Comments | athelind: Public Service Announcment: PDF Vulnerability

athelind

Public Service Announcment: PDF Vulnerability

Apr 06, 2010 09:15

Vulnerability found that allows PDF documents to run arbitrary code.

There's no hacking, cracking, or exploits here: this is just using features built into the format.

I just opened the test file using Adobe Reader under Ubuntu 9.04, and nothing popped up. This seems to be another Windows-Exclusive feature, brought to you by the fine folks in ( Read more... )

warning, computer, fnord, the revolution will be digitized

Comments 7

aeto April 6 2010, 16:46:20 UTC

The test file will only work on Windows, as it tries to start cmd.exe, which is a windows-only thing.

No clue if it would work on other systems, using different commands, and you can't tell from the sample file.

athelind April 6 2010, 17:35:13 UTC

I suspected that was part of it, but I don't grok enough 'Nix Shell to figure out what the appropriate commands would be, myself.

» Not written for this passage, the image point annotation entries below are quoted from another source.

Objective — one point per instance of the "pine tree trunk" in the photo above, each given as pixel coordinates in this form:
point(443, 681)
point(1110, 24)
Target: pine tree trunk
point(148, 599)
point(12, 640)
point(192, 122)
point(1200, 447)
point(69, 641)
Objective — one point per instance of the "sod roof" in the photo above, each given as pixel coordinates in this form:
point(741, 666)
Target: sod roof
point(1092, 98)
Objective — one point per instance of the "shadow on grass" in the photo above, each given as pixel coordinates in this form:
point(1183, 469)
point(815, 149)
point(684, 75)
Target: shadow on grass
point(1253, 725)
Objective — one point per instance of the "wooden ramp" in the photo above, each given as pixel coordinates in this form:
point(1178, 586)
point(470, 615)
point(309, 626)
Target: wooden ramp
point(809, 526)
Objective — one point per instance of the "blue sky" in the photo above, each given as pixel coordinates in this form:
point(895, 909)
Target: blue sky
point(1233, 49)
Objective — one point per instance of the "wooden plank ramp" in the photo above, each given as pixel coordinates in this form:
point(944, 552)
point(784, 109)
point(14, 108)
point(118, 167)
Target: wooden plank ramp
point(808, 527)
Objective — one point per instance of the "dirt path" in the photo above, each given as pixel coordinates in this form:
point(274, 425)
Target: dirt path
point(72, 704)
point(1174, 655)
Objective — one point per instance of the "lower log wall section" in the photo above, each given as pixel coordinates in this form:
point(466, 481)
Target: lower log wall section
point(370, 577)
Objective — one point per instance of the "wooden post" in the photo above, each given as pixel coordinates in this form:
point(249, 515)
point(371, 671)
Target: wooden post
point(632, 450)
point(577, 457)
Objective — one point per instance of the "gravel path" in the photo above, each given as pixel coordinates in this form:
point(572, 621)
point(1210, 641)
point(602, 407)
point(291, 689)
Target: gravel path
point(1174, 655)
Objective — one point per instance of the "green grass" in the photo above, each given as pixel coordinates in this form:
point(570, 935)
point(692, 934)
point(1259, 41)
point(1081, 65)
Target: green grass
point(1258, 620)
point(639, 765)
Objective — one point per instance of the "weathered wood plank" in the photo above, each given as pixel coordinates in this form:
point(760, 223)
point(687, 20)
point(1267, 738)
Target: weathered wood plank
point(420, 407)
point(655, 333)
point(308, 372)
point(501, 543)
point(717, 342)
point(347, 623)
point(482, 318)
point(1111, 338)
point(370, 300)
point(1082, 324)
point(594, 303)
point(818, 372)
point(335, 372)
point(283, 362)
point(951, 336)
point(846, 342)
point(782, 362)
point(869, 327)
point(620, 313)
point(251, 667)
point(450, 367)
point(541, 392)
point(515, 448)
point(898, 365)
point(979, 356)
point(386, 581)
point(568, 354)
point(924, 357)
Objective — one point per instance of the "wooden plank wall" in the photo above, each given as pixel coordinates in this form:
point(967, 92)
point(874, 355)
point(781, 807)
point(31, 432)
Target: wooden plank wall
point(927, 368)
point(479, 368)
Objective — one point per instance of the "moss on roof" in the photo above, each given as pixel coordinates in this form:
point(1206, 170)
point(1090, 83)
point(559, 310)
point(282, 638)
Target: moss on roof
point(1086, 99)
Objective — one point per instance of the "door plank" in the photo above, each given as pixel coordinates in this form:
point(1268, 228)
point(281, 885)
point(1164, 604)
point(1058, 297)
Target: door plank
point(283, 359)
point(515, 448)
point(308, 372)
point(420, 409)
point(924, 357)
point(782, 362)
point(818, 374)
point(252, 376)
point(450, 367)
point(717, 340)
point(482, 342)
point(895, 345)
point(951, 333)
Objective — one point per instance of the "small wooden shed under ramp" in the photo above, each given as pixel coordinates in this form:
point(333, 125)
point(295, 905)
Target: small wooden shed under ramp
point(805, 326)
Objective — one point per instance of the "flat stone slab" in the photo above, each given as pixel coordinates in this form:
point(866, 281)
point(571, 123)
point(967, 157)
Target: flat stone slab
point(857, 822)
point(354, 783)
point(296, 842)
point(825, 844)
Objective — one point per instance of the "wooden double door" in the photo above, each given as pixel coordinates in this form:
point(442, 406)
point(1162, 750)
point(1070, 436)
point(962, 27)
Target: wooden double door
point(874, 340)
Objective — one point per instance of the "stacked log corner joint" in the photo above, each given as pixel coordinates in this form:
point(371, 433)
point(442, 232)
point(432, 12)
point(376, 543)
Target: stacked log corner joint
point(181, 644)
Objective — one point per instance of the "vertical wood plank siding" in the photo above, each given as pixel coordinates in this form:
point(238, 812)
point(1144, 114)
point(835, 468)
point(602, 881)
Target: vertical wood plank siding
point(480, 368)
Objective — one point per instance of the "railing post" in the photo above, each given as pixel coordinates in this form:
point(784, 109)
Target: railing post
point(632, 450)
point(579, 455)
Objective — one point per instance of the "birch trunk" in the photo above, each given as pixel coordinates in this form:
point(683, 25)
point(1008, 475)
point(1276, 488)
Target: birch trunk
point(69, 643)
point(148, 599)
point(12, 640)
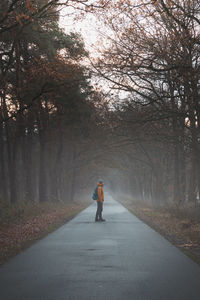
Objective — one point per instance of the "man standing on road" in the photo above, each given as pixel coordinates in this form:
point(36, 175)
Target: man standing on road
point(100, 200)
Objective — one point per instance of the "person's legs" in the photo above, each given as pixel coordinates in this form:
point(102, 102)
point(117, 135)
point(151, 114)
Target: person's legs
point(98, 213)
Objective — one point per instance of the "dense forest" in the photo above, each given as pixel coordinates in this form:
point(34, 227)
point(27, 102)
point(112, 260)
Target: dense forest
point(60, 132)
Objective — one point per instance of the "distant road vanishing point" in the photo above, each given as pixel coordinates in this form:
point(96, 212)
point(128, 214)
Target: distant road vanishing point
point(120, 259)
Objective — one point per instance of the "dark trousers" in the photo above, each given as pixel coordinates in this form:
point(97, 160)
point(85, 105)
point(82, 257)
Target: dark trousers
point(99, 210)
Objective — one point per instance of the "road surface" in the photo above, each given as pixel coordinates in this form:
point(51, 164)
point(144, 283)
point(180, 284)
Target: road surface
point(121, 259)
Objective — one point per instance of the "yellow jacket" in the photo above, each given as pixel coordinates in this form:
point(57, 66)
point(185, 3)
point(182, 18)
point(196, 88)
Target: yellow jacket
point(100, 192)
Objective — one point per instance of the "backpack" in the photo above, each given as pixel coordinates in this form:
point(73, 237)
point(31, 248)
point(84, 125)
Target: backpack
point(95, 193)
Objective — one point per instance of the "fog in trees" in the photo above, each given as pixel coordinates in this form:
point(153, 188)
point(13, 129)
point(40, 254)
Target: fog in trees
point(60, 133)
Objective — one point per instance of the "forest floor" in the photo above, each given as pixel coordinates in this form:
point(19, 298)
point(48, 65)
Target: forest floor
point(24, 224)
point(180, 226)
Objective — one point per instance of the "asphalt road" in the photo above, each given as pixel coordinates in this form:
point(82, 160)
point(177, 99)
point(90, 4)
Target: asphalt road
point(121, 259)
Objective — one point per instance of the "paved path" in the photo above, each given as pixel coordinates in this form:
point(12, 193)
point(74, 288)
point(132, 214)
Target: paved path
point(121, 259)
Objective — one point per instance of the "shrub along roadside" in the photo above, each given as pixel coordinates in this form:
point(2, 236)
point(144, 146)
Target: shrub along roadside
point(21, 226)
point(180, 226)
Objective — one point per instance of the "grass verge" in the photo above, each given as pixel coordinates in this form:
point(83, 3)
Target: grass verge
point(22, 225)
point(180, 226)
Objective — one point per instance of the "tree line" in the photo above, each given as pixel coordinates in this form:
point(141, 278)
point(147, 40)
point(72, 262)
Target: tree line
point(58, 133)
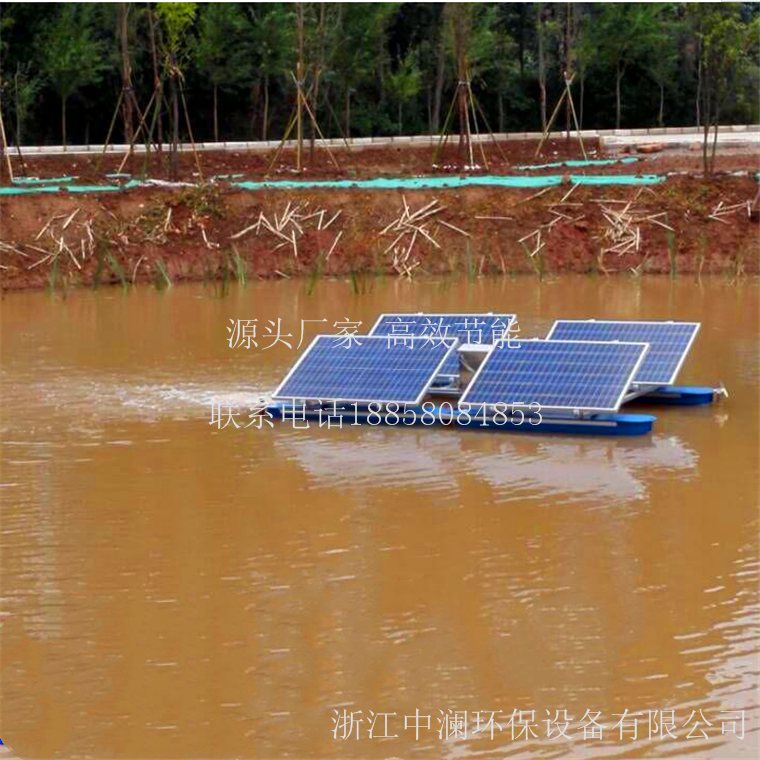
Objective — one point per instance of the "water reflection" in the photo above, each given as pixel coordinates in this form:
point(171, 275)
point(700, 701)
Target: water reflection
point(181, 591)
point(517, 467)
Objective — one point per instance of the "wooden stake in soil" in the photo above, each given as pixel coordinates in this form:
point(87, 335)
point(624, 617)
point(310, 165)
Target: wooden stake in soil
point(5, 146)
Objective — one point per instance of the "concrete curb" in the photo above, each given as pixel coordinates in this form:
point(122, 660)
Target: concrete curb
point(749, 132)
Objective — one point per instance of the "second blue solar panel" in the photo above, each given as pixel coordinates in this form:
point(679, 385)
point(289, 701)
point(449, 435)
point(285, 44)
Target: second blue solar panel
point(365, 369)
point(467, 328)
point(669, 342)
point(557, 375)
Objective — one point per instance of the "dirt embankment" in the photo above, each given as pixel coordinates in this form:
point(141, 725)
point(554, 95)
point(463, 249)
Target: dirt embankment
point(155, 235)
point(365, 162)
point(220, 232)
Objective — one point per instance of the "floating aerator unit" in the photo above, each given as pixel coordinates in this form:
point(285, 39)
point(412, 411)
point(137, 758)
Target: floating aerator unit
point(574, 381)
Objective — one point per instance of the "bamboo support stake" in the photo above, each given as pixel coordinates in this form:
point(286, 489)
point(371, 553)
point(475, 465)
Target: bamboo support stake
point(5, 146)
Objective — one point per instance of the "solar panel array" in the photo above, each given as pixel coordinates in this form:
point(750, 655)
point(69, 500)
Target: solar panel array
point(669, 342)
point(468, 328)
point(369, 369)
point(558, 375)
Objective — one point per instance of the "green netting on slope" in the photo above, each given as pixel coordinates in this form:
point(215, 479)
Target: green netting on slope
point(29, 190)
point(92, 188)
point(578, 163)
point(402, 183)
point(42, 181)
point(411, 183)
point(617, 179)
point(419, 183)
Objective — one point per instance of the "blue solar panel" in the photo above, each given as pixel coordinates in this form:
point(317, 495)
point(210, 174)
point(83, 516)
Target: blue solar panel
point(558, 375)
point(468, 328)
point(371, 368)
point(669, 342)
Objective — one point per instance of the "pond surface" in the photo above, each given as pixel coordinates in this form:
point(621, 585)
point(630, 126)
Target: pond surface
point(174, 590)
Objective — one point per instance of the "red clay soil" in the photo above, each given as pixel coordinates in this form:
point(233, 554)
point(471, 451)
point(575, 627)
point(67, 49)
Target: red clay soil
point(367, 162)
point(147, 235)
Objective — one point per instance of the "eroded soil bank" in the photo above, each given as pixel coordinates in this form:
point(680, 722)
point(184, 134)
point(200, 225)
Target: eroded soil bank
point(685, 224)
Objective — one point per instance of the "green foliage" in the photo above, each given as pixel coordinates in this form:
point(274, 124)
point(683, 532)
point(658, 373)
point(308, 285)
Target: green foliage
point(26, 88)
point(176, 18)
point(223, 49)
point(68, 52)
point(370, 58)
point(274, 38)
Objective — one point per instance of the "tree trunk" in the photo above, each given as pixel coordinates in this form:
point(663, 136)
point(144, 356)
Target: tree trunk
point(126, 75)
point(699, 85)
point(661, 117)
point(174, 163)
point(18, 111)
point(541, 64)
point(429, 101)
point(156, 77)
point(63, 120)
point(348, 113)
point(265, 120)
point(216, 117)
point(568, 63)
point(439, 72)
point(521, 39)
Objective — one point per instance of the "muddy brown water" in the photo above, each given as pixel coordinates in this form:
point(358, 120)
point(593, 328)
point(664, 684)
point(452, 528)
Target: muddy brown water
point(174, 590)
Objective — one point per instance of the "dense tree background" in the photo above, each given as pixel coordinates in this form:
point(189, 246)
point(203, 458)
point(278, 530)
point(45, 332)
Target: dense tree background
point(371, 69)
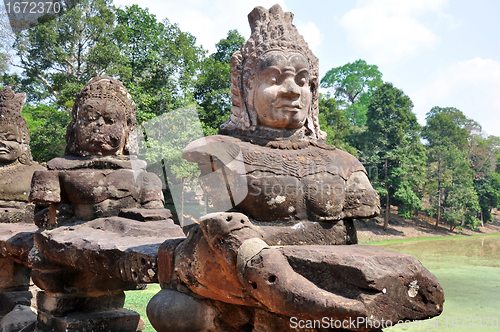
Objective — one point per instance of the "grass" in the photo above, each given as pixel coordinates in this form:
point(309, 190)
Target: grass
point(468, 269)
point(138, 301)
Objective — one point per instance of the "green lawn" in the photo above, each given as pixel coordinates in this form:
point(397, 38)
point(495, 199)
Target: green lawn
point(138, 301)
point(468, 269)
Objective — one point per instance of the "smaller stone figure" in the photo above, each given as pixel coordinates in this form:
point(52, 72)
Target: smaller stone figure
point(16, 213)
point(103, 217)
point(95, 178)
point(16, 164)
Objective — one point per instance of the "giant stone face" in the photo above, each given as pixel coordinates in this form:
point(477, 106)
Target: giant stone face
point(282, 94)
point(101, 127)
point(10, 143)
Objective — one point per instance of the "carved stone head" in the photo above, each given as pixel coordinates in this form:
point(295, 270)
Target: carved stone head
point(103, 120)
point(274, 78)
point(14, 132)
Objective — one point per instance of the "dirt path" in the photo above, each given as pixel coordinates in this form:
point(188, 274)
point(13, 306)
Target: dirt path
point(420, 226)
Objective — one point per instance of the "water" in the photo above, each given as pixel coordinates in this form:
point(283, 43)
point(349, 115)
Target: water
point(468, 269)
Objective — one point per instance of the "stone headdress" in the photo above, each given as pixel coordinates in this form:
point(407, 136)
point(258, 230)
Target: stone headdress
point(105, 87)
point(11, 105)
point(272, 30)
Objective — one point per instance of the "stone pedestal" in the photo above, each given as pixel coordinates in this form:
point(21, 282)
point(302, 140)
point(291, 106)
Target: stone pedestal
point(16, 241)
point(85, 268)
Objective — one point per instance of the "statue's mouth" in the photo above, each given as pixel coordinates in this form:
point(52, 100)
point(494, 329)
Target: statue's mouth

araquan April 6 2010, 19:28:41 UTC

There are tags for executing things on Mac and Unix (they are, surprisingly enough, called /Mac and /Unix, as opposed to /Win) but as of the 2006 PDF spec (v1.7, 31MB PDF- see page 659) their behavior is not defined as they are for Windows. In what little tinkering I've had time to do (which I will admit has been very little, and probably won't be much more before the evening) I've yet to induce a test PDF to do anything untoward on a Mac, but I haven't fed them into a genuine Adobe reader (I don't use those regularly). No attempt yet made on Linux.

theweaselking April 6 2010, 19:54:27 UTC

Uh, the "test file" runs "/launch 'c:\Windows\cmd.exe'"

NO KIDDING IT DOESN'T WORK UNDER LINUX.

If it had run "/launch '/usr/bin/rm -rf /*'" you'd be able to say it was "a Linux/Mac only problem" with about as much accuracy.

The hole presumably exists in the Linux version of the program, since it's the same program with the same spec. You simply lack a test for it.

athelind April 6 2010, 20:07:58 UTC

Urf. Mea culpa.

Like I said to Aeto, that had occurred to me. Gettin' snarky about Windows was, in this case, not only premature, but skirting the edges of dishonesty. I've updated my original post accordingly, and I'm going to make the observation in the comments in the OP.

I lack the Fu to make a test case for Linux, alas. If we DID substitute the commands, it still might not work in Linux -- not necessarily for any superior security protocols, but because 'Nixware is notorious for being cranky about calling up other 'Nixware and implementing more arcane features.

theweaselking April 6 2010, 20:16:56 UTC

Anyway. Assuming Linux doesn't behave *worse* than Windows, Adobe Reader will pop up a warning box, and the latest Foxit will as well.

athelind April 6 2010, 20:34:47 UTC

I tested it with a file that has commands for Windows, Mac and Linux; I got a warning box in Adobe Reader, but it didn't open the external app even when I confirmed it.

Evince, like the proverbial goggles, did nothing.

Security feature, or compatibility issue? With Linux, it's hard to tell.